Palermo, who suffered two concussions as a volleyball player at Holy Cross in Delran, N.J. in the late 1990s, became interested in baseline testing programs as a student at Rutgers, which had a pilot program. She was instrumental in bringing it to Howard County.

A $4,000 grant from the Howard County Injury and Violence Prevention Coalition paid for preliminary studies and seminars with athletic directors, athletic trainers and coaches, said Mike Williams, coordinator of athletics for Howard County. The county schools budget pays for the $750 cost per high school for the software and storing results.

Part of the process is education, making sure coaches, athletes and parents know the signs of a concussion and know how serious they can be.

"We're not taking this out of the doctors' hands," Williams said. "It's just a piece of the puzzle, but we think it's an important piece."

Some concussions are obvious. An athlete might lose consciousness, not know where he is or not understand what is going on around him. Some are difficult to detect.

An athlete might not realize what has happened or might not want to admit it, fearing the loss of playing time.

"If you take yourself out of the game, the coach would put someone else in, and what if they do better?
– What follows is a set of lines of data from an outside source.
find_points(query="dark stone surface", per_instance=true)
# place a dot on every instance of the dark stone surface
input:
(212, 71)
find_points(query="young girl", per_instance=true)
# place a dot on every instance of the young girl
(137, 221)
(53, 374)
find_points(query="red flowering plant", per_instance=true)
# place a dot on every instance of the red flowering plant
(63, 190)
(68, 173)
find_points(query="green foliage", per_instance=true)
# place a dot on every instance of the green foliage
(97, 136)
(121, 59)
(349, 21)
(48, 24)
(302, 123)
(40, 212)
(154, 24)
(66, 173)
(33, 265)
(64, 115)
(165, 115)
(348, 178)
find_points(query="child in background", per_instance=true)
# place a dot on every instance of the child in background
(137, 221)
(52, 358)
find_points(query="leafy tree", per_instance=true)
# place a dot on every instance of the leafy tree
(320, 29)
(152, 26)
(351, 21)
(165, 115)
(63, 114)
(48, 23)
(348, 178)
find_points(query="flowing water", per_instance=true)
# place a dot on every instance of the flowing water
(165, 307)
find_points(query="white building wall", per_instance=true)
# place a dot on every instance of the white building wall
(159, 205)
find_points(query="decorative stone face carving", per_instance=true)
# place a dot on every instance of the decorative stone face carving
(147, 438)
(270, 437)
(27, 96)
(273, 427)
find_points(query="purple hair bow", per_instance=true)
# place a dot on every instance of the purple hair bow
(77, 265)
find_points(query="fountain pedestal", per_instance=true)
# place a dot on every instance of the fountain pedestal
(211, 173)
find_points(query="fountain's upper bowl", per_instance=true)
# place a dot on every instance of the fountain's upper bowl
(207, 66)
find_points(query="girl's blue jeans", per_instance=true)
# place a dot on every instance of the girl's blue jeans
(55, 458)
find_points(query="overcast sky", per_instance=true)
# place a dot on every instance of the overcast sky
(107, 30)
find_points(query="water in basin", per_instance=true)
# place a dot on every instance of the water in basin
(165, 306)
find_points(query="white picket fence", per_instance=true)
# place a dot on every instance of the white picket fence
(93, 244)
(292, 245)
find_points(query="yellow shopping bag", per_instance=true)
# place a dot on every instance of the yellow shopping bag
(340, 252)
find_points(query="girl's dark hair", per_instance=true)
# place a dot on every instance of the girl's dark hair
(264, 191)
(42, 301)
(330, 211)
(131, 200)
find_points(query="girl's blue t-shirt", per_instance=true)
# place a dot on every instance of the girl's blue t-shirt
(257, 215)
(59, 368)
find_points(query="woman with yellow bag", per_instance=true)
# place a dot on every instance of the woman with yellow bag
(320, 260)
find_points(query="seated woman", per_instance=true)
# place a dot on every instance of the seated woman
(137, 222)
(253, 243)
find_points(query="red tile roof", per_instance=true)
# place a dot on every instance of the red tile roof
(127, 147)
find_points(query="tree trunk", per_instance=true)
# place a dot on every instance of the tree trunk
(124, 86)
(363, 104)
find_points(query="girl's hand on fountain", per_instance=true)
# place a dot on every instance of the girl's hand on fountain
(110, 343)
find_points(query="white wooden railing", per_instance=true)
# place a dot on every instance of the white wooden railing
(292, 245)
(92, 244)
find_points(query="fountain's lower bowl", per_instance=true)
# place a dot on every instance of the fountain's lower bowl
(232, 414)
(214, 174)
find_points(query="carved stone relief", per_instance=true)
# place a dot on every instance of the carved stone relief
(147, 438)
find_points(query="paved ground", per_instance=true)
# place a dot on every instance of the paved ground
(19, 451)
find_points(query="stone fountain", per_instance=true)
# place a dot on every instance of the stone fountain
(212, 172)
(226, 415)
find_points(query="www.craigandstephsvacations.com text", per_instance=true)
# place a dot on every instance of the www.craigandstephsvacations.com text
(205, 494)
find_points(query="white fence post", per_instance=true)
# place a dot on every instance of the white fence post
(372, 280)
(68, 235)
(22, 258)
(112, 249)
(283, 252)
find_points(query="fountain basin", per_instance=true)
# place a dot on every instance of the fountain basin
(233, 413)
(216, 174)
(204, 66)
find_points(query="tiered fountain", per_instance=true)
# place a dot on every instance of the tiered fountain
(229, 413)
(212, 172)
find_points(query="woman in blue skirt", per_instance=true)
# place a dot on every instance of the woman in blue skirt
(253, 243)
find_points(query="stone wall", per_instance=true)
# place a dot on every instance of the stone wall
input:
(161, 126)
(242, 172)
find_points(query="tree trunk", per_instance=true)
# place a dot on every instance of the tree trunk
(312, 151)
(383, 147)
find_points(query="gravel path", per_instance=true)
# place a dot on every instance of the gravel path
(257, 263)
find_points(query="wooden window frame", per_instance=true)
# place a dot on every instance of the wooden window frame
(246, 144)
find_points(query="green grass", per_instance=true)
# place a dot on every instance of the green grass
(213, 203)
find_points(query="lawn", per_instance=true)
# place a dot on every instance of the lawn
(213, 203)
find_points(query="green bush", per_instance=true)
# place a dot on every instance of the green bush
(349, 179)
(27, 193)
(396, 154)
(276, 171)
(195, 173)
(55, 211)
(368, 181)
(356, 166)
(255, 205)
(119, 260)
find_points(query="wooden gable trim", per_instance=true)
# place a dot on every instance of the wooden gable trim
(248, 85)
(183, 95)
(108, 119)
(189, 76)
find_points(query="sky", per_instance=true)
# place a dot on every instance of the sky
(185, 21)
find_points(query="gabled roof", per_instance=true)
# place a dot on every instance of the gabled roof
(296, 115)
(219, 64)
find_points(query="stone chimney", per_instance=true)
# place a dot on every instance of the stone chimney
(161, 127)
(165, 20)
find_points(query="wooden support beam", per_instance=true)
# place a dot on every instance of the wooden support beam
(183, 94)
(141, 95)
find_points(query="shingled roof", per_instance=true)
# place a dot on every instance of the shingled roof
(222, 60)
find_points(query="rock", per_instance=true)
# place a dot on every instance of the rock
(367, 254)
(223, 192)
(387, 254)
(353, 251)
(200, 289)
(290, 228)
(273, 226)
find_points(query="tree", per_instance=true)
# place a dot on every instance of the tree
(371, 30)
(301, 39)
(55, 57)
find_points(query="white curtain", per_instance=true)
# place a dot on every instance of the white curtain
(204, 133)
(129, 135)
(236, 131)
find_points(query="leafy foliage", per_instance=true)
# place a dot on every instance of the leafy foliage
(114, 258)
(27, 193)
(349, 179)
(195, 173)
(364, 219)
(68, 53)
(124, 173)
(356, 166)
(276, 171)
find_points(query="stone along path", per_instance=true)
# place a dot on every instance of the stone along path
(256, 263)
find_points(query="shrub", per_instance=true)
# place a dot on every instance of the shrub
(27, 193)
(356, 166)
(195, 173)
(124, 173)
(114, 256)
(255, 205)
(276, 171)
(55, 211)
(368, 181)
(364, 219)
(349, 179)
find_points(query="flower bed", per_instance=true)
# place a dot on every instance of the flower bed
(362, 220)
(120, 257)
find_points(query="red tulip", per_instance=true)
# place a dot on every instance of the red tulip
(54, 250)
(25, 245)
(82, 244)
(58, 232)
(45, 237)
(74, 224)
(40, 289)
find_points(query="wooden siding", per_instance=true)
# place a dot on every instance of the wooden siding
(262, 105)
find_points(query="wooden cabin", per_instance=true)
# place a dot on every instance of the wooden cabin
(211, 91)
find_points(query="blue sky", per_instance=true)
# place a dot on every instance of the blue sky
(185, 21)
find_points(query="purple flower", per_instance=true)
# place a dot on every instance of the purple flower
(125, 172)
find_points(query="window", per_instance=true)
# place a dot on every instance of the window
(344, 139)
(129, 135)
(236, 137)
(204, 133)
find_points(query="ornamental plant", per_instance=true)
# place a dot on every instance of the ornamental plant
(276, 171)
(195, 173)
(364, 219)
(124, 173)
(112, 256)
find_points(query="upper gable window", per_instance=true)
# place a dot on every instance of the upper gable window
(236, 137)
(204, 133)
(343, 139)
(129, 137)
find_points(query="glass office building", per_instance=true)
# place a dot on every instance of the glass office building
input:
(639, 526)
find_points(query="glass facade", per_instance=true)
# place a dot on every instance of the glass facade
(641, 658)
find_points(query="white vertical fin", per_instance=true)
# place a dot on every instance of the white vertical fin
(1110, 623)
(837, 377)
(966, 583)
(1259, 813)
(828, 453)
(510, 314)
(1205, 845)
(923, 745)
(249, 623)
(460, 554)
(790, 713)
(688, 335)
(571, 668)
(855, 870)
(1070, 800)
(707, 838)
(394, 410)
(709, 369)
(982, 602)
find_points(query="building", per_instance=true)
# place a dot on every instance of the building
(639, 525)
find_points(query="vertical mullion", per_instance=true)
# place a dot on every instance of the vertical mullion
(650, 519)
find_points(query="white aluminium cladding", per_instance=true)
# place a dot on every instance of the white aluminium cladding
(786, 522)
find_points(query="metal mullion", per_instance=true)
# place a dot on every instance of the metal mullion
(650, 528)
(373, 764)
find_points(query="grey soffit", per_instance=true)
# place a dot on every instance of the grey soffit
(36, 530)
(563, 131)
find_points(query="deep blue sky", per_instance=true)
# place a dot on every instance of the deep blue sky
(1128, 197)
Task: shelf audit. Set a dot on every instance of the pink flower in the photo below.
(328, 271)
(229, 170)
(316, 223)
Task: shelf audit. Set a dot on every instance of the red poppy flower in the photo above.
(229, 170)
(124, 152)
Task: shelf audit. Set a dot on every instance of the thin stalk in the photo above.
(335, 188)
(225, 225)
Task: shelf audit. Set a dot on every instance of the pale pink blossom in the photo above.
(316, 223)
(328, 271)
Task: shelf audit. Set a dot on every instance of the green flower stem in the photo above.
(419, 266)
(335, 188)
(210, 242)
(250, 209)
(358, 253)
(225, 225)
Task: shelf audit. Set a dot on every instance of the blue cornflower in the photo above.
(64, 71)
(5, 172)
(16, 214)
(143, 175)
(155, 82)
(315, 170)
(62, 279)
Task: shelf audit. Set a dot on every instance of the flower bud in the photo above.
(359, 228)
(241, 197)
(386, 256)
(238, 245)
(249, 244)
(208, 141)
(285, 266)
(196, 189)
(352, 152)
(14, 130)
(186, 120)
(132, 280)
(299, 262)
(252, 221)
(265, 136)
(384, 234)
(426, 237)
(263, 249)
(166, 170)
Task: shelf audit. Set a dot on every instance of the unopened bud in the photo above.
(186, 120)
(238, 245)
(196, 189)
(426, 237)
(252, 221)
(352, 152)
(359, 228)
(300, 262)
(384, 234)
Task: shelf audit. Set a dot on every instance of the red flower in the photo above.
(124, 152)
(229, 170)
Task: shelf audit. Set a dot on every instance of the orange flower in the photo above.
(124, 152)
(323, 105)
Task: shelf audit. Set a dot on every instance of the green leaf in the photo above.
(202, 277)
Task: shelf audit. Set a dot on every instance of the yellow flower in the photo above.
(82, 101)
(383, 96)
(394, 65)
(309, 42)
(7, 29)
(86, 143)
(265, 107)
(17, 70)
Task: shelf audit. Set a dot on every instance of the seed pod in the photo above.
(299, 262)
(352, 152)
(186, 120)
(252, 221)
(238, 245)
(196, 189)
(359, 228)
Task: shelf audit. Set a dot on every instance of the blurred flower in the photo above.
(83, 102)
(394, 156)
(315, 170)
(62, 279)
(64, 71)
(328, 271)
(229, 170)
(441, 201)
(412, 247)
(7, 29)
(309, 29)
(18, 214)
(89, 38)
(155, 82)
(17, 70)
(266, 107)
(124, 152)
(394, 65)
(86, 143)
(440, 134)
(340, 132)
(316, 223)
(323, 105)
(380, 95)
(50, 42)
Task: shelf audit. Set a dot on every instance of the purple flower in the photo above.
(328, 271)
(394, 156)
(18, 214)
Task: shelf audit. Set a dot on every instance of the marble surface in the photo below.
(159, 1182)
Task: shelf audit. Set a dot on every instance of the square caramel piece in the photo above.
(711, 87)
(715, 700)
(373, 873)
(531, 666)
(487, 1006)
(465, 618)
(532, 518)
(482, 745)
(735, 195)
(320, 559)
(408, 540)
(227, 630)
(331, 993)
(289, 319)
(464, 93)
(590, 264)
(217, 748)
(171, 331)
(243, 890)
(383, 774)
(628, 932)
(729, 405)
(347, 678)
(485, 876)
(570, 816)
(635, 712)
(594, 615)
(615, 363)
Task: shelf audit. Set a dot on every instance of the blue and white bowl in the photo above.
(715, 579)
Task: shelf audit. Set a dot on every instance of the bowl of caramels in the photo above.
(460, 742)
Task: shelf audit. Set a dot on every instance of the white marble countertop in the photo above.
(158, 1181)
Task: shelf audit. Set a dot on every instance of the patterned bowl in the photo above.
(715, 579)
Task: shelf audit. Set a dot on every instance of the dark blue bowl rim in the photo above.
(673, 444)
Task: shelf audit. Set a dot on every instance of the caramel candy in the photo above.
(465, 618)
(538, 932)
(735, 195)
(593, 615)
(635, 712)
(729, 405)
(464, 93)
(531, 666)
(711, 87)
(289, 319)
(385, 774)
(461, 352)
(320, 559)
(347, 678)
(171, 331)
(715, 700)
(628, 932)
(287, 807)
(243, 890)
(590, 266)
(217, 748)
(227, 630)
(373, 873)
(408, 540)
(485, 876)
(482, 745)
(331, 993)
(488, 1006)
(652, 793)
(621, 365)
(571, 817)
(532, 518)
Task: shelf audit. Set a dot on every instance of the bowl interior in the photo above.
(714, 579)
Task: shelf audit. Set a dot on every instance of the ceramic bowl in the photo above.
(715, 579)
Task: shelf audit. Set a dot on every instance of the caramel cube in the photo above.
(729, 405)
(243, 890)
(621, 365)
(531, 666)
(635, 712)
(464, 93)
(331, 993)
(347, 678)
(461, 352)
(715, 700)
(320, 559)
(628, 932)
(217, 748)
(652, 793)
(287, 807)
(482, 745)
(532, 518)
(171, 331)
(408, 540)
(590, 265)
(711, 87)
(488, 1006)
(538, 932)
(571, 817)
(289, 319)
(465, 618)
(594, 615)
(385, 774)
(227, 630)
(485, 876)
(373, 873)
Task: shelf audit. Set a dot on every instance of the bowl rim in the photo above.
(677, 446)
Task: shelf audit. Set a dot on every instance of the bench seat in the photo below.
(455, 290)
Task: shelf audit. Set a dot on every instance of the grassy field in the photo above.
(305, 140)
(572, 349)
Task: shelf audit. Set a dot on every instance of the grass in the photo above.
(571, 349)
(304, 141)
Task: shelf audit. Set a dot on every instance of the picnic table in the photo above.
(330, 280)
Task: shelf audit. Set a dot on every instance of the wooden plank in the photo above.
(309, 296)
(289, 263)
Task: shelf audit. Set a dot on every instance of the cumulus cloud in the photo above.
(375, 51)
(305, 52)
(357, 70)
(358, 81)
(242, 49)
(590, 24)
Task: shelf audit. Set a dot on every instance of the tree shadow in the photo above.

They might take your spot, and then you might not get to play," said Marie Rau, a Howard basketball player.

Margaret Wallis brought her son Eric, a Howard freshman who plays football and club ice hockey, for testing not long after she had suffered a concussion from an errant kick in karate class.

"The sports he plays are conducive to concussions," Wallis said, "and I saw the effect it had on me for a couple days with not being able to concentrate and the headaches. I can imagine trying to be in school and concentrate and learn would be very difficult."

The most common lingering effects of the concussions seen by Palermo are headaches, nausea and "mental fogginess."

Krammer said she had headaches for nine days after her concussion. For a few days, she kept asking the same questions over and over.

"I realized I was asking it again, but I couldn't remember [the answers]," she said.

Palermo said getting to know her athletes is important so that she knows whether they are behaving out of character, because irritability and sleepiness can also linger.

"For me to release somebody, I ask, 'When was the last time you had a headache?' I wait 72 hours from the last headache and then start them with light activity, like the bike or treadmill. If they do get a headache, I stop it immediately. I work them back gradually," said Palermo, who has seen five concussions this fall.